Brasília viveu três dias de forte mobilização nacional em torno da inclusão. Entre 4 e 6 de novembro de 2025, o 1º Congresso Brasileiro de Políticas Públicas para o TEA – Cidades Inclusivas, realizado no San Marco Hotel, reuniu autoridades, especialistas e representantes de diversas regiões do país para discutir caminhos concretos para um Brasil mais acessível e humano.
O evento, promovido pela Valeriote Cursos e Consultoria em parceria com o Partido do Autista, contou com a liderança inspiradora de Osmar Bria, presidente nacional do partido. Sua condução firme e sensível consolidou o congresso como um marco histórico no fortalecimento de políticas públicas voltadas à população autista.

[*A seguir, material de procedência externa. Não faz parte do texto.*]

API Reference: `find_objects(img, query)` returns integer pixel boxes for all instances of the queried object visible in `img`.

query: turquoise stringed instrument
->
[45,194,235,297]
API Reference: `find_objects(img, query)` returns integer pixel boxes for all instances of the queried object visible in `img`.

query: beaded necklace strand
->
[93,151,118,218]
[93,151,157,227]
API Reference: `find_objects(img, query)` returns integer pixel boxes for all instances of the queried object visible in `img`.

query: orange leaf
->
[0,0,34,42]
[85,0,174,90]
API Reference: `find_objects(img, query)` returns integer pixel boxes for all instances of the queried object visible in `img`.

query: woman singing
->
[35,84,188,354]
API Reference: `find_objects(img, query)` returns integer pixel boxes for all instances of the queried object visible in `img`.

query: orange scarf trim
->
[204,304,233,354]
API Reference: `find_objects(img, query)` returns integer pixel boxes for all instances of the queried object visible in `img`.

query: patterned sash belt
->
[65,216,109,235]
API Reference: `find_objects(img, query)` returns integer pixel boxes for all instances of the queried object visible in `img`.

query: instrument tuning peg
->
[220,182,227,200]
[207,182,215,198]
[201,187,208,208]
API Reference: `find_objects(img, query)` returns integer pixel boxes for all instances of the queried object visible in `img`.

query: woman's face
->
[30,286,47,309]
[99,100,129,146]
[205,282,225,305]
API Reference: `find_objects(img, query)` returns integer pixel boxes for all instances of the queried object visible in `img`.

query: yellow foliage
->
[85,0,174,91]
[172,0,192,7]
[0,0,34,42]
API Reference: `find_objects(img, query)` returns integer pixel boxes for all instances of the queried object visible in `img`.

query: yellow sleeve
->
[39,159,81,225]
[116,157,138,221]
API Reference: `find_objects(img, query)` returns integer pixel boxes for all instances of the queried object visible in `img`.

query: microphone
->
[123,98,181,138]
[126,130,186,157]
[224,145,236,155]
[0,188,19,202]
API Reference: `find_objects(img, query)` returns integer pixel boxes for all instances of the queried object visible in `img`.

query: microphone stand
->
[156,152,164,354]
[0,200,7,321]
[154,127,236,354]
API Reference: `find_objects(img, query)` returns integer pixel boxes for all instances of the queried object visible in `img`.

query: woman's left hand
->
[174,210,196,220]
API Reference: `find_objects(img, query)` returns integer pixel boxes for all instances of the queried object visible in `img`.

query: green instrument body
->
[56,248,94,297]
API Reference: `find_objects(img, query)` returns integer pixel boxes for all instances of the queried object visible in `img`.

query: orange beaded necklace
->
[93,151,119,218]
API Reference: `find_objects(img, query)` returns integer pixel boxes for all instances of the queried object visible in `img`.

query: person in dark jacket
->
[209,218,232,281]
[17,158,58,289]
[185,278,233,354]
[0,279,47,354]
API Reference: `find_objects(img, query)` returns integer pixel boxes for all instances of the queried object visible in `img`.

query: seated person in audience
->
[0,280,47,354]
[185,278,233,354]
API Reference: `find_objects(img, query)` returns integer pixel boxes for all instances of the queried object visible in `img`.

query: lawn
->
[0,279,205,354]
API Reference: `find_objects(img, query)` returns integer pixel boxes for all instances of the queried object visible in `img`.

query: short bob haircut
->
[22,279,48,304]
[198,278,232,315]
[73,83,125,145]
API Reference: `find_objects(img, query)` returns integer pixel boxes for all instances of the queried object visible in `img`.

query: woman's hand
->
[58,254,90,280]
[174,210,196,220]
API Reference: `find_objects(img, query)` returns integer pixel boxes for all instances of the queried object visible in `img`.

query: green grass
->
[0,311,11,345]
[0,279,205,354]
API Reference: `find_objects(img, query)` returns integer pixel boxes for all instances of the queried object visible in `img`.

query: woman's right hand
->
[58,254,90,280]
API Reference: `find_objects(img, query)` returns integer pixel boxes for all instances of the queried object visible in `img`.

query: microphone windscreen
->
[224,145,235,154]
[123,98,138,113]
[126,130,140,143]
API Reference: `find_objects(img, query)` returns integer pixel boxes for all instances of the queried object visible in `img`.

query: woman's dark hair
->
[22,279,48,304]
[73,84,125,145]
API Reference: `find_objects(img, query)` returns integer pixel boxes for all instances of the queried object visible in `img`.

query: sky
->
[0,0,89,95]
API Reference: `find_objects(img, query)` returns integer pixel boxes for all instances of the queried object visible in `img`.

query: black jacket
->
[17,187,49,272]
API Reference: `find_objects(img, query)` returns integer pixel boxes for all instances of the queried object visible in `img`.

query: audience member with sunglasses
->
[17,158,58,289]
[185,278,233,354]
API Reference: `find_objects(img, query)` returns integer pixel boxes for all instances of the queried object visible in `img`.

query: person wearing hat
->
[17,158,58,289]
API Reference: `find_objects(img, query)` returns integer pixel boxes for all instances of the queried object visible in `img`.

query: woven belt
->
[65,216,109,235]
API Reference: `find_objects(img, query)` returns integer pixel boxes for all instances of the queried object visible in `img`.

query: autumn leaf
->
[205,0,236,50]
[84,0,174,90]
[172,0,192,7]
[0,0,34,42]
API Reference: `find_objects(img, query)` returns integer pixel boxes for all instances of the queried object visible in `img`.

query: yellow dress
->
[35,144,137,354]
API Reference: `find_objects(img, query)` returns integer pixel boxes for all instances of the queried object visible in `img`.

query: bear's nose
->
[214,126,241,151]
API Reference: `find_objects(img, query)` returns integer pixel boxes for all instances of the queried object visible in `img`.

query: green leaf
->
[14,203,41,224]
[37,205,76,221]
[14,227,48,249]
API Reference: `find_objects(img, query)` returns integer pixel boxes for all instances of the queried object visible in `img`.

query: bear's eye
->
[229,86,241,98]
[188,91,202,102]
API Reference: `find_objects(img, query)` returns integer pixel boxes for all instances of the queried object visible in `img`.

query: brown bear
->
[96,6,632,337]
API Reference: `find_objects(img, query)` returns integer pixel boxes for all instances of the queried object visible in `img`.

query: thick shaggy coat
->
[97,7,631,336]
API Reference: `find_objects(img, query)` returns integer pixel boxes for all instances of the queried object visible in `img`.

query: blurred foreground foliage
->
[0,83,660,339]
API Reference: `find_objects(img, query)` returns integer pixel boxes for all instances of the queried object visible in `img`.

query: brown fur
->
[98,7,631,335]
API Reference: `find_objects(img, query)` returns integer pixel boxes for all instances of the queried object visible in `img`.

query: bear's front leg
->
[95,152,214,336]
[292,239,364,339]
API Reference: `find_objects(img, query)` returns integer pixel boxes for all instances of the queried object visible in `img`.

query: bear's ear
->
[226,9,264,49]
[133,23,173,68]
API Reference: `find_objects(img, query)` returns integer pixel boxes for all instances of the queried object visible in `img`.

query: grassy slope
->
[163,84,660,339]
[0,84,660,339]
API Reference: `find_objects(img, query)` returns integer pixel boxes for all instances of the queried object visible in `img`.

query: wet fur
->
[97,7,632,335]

Um dos momentos mais aguardados do congresso foi a apresentação oficial do Censo Qualificado do Autista, considerado por especialistas como uma das iniciativas mais completas já desenvolvidas para identificar e compreender a realidade da população autista no Brasil.
Em processo de implementação em câmaras municipais, o projeto fará o diagnóstico preciso de autistas em cada cidade — um passo fundamental para que prefeitos e vereadores possam elaborar ações permanentes, baseadas em dados reais, e não apenas em estimativas.
“O Brasil precisa de políticas públicas eficientes, e eficiência só existe quando conhecemos quem estamos atendendo”, afirmou Osmar Bria durante a apresentação.
Diferente de encontros tradicionais, o congresso deu palco ao protagonismo autista. Palestrantes autistas trouxeram reflexões importantes, apresentando vivências que revelam tanto obstáculos cotidianos quanto soluções práticas para transformar os municípios em ambientes realmente inclusivos.
Com mais de 300 participantes, incluindo 220 vereadores, prefeitos, vice-prefeitos, secretários, lideranças sociais e famílias atípicas, o evento se consolidou como um dos maiores encontros nacionais já realizados sobre políticas públicas para o TEA.
O congresso terminou em clima de comoção. O cantor Ito Melodia emocionou o público ao apresentar o projeto Anjo Azul do Samba e interpretar a música “Sou Artista de um Mundo Solitário”, homenageando autistas e suas famílias.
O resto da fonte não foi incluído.